Pemberian obat antiretroviral golongan penghambat protease dapat menyebabkan akumulasi
lemak tubuh yang abnormal (lipoatrofi dan lipodistrofi), resistensi insulin perifer, serta kenaikan
kolesterol, trigliserida, dan glukosa darah. Distribusi lemak yang abnormal juga ditemui pada
pasien yang mendapat terapi non-penghambat protease seperti golongan Nucleoside Reverse
Transcriptase Inhibitor (NRTI), yaitu stavudin dan zidovudin. Lipodistrofi lebih banyak terjadi
pada odha yang diberi stavudin (63%) dibandingkan zidovudin (18,75%). Sayangnya hingga saat
ini, studi-studi yang meneliti mengenai efek obat antiretroviral terhadap peningkatan risiko
penyakit kardiovaskuler masih melaporkan hasil yang saling berlawanan.
Obat penghambat protease diduga dapat berinteraksi dengan beberapa protein sel yang terlibat
pada metabolisme lipid karena adanya homologi asam amino parsial antara protein-protein
tersebut dan HIV-1 protease.
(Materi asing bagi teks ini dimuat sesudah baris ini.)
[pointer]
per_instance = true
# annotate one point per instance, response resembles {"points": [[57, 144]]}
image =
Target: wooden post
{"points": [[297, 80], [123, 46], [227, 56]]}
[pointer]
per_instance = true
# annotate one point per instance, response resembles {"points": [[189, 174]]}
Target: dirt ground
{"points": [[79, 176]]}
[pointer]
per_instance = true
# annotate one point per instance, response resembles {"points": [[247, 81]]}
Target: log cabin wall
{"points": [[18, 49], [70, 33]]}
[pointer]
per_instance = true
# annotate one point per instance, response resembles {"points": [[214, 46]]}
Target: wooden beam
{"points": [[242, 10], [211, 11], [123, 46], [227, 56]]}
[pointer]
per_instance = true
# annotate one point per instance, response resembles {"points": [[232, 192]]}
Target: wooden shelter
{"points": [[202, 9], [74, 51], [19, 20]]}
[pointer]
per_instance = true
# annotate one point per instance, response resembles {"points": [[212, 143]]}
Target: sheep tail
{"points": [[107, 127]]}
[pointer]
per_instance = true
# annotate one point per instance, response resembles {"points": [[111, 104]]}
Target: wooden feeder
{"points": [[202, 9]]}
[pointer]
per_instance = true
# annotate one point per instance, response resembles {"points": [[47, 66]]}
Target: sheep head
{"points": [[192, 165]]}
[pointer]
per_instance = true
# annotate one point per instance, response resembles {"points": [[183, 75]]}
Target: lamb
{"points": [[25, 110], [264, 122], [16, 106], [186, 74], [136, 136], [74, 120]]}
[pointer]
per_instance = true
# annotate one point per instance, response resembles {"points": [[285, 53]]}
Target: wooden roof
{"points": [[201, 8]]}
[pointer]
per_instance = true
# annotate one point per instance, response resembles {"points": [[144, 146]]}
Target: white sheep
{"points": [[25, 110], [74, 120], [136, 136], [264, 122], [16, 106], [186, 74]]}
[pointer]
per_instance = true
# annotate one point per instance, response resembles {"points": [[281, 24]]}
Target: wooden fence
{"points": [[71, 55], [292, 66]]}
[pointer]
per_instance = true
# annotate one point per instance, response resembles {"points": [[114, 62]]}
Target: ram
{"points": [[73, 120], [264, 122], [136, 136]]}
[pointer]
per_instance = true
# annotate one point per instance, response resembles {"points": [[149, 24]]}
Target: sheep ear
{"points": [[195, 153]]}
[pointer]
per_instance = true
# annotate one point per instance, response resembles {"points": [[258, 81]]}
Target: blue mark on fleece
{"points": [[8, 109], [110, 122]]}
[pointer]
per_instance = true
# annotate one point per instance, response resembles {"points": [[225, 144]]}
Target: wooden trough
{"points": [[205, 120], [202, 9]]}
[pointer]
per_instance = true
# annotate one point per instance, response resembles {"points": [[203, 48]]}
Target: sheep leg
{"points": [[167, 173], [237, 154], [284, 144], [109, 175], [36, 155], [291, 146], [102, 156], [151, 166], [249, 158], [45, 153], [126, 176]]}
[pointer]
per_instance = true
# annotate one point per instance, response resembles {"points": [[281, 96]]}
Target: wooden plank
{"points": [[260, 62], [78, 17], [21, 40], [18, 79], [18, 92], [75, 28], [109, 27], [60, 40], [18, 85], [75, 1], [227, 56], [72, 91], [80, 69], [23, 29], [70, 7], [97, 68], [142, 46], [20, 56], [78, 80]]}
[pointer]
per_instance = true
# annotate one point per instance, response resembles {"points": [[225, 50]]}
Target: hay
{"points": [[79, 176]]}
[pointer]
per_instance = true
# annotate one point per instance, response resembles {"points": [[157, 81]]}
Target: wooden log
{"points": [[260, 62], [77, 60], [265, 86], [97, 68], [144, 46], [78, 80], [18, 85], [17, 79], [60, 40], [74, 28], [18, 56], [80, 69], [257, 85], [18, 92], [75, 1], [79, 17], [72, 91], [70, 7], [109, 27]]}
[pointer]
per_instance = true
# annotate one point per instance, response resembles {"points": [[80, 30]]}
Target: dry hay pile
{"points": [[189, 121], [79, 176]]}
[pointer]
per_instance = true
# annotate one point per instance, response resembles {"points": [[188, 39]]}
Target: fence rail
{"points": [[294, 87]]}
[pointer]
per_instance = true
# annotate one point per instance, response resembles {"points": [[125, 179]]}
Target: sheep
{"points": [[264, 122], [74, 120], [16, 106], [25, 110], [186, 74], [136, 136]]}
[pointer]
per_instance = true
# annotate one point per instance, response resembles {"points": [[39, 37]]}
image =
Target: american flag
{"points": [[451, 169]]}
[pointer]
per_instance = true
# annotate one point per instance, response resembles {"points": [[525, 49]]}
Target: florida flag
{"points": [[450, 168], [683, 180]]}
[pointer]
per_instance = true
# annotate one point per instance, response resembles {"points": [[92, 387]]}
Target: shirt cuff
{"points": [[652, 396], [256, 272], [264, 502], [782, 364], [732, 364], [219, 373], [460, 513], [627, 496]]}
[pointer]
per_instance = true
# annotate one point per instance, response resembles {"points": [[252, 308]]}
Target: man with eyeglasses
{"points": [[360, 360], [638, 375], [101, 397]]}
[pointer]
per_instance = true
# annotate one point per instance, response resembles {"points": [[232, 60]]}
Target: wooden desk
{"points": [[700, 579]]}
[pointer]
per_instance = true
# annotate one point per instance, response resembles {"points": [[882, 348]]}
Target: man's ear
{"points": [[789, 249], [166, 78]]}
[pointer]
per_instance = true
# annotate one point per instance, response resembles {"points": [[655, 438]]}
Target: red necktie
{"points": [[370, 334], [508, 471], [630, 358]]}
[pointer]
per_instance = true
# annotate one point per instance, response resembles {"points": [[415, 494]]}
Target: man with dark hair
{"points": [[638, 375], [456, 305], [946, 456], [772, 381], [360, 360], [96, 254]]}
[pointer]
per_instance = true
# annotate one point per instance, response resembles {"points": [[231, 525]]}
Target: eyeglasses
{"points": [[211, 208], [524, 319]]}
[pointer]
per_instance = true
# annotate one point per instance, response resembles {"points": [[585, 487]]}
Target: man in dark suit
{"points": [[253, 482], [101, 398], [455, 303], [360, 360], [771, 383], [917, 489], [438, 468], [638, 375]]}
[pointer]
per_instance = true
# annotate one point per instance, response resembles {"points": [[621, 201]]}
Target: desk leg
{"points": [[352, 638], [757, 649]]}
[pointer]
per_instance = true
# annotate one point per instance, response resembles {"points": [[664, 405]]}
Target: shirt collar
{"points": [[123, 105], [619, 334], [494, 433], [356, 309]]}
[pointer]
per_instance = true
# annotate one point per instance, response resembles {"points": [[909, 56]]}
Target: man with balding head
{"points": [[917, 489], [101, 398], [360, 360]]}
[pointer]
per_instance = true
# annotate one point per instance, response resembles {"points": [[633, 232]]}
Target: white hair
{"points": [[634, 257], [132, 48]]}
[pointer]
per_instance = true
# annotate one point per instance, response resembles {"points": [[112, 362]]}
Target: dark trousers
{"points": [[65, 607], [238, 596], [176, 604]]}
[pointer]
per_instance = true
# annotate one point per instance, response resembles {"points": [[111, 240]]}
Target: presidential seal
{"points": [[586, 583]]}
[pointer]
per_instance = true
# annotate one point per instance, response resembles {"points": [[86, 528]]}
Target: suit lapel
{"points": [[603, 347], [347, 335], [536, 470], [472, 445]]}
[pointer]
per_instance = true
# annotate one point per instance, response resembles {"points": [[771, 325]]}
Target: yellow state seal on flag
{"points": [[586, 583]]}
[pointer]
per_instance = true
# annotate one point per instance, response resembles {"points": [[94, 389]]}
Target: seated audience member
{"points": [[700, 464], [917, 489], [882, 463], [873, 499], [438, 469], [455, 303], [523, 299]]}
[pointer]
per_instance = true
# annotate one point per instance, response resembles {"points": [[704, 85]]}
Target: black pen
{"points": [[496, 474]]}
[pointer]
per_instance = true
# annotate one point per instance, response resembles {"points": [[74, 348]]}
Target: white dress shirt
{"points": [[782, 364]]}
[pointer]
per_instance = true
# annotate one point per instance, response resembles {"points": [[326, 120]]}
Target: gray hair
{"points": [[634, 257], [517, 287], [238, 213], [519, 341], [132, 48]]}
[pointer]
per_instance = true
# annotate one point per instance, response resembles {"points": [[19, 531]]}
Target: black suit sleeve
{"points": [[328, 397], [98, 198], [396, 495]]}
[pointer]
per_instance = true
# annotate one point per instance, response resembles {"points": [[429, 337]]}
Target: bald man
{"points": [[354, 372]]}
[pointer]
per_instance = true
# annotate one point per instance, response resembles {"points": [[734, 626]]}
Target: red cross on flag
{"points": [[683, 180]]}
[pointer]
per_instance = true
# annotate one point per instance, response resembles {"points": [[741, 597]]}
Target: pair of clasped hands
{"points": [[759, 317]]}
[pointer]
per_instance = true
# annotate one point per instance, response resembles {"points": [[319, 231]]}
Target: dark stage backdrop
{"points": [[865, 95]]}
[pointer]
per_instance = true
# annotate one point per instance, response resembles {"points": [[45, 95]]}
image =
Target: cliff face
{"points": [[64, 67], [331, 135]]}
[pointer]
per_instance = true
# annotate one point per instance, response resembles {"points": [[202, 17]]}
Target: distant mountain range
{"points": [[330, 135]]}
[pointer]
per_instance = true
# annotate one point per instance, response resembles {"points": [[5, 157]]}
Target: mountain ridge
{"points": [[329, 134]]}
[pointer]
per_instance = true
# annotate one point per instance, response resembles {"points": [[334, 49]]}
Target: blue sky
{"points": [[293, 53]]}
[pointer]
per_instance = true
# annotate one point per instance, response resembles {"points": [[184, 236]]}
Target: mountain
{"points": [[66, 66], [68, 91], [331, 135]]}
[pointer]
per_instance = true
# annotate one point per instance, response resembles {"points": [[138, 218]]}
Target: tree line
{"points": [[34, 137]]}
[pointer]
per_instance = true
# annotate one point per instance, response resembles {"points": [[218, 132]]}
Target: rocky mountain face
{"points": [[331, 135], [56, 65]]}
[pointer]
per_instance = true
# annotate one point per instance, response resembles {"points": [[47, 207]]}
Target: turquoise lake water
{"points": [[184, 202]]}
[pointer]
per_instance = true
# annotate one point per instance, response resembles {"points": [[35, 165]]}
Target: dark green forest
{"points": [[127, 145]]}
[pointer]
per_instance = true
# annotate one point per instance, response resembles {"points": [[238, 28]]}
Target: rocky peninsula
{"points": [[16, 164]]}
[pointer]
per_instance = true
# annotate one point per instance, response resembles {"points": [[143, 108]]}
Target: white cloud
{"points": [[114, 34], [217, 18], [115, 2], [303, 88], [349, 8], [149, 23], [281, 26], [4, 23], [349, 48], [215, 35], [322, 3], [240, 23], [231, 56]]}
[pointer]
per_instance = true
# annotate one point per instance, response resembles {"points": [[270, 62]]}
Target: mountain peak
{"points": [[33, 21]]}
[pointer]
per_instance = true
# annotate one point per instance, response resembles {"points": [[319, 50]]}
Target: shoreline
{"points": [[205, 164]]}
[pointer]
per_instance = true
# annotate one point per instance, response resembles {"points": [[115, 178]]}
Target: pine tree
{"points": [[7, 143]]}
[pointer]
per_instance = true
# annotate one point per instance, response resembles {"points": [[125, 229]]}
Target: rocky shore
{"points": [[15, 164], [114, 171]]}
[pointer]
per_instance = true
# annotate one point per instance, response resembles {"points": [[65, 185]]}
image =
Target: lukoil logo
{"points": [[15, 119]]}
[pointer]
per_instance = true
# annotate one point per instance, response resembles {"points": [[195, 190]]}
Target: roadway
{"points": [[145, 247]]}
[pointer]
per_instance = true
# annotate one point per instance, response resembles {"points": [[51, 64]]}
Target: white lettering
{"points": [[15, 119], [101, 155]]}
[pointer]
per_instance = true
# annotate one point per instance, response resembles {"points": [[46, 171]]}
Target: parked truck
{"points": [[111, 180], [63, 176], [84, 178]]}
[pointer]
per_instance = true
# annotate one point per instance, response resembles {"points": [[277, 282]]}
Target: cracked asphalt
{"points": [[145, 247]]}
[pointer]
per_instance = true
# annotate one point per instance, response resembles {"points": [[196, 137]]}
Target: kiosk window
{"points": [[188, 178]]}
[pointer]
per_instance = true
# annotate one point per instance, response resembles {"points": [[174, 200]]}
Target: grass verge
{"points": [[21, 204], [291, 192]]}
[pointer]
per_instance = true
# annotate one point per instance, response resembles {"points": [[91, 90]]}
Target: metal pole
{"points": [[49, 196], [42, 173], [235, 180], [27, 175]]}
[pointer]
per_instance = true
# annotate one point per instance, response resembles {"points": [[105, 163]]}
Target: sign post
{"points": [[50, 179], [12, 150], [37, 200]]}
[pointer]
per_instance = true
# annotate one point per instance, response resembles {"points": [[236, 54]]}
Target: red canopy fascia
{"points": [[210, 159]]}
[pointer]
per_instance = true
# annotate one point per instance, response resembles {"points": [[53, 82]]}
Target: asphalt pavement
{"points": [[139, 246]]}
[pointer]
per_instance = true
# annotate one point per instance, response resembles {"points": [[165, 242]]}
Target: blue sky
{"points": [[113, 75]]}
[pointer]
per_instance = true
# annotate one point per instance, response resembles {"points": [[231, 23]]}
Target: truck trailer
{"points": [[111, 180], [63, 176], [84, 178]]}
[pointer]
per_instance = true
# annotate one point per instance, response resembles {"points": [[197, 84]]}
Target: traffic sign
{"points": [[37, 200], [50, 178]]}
Obat golongan penghambat protease juga dapat berinteraksi dengan
obat antihiperlipidemik golongan statin. Ritonavir, dapat meningkatkan kadar simvastatin serum
sehingga dapat meningkatkan toksisitas yang terkait dengan statin seperti mialgia,
rhabdomiolisis, gagal ginjal, dan kerusakan hati. Obat golongan penghambat protease sebaiknya
tidak diberikan bersamaan dengan simvastatin dan lovastatin. Pravastatin adalah statin yang
paling aman digunakan bersama dengan penghambat protease. Atorvastatin dan fluvastatin harus
digunakan secara hati-hati dan dengan dosis yang lebih rendah bila diberikan bersama-sama
dengan penghambat protease.

Karena penghambat protease dapat menyebabkan resistensi insulin dan peningkatan kadar
glukosa darah, maka obat golongan ini dapat memperberat diabetes pada odha yang juga
menderita diabetes mellitus. Seperti pengobatan diabetes mellitus pada umumnya, terapi non-
medikamentosa seperti diet, olah raga, dan menurunkan berat badan sangat dianjurkan. Jika
diperlukan dapat diberikan obat hipoglikemik oral.

Penatalaksanaan Diet
Karena orang dengan HIV/AIDS sering mengalami masalah nutrisi, maka sebaiknya mereka
tidak berpantang makanan apapun, kecuali memang sangat diperlukan. Bahkan untuk odha yang
mengalami malnutrisi, apalagi wasting syndrome, diberikan diet tinggi kalori dan tinggi protein:
susu, telur, daging, ikan, sangat dianjurkan.
Sebaiknya odha tidak perlu terlalu takut kelebihan kalori apalagi protein, karena odha sangat
memerlukannya. Sebuah studi pada 871 odha perempuan melaporkan bahwa odha yang memiliki
indeks massa tubuh yang lebih tinggi akan lebih lambat mengalami kadar CD4 di bawah 200
sel/mm3—salah satu kriteria AIDS—dibandingkan odha dengan indeks massa tubuh yang lebih
rendah. Selain itu, indeks massa tubuh yang tinggi atau kenaikan indeks massa tubuh selama
perjalanan penyakit, ternyata berkaitan dengan lambatnya progresivitas HIV.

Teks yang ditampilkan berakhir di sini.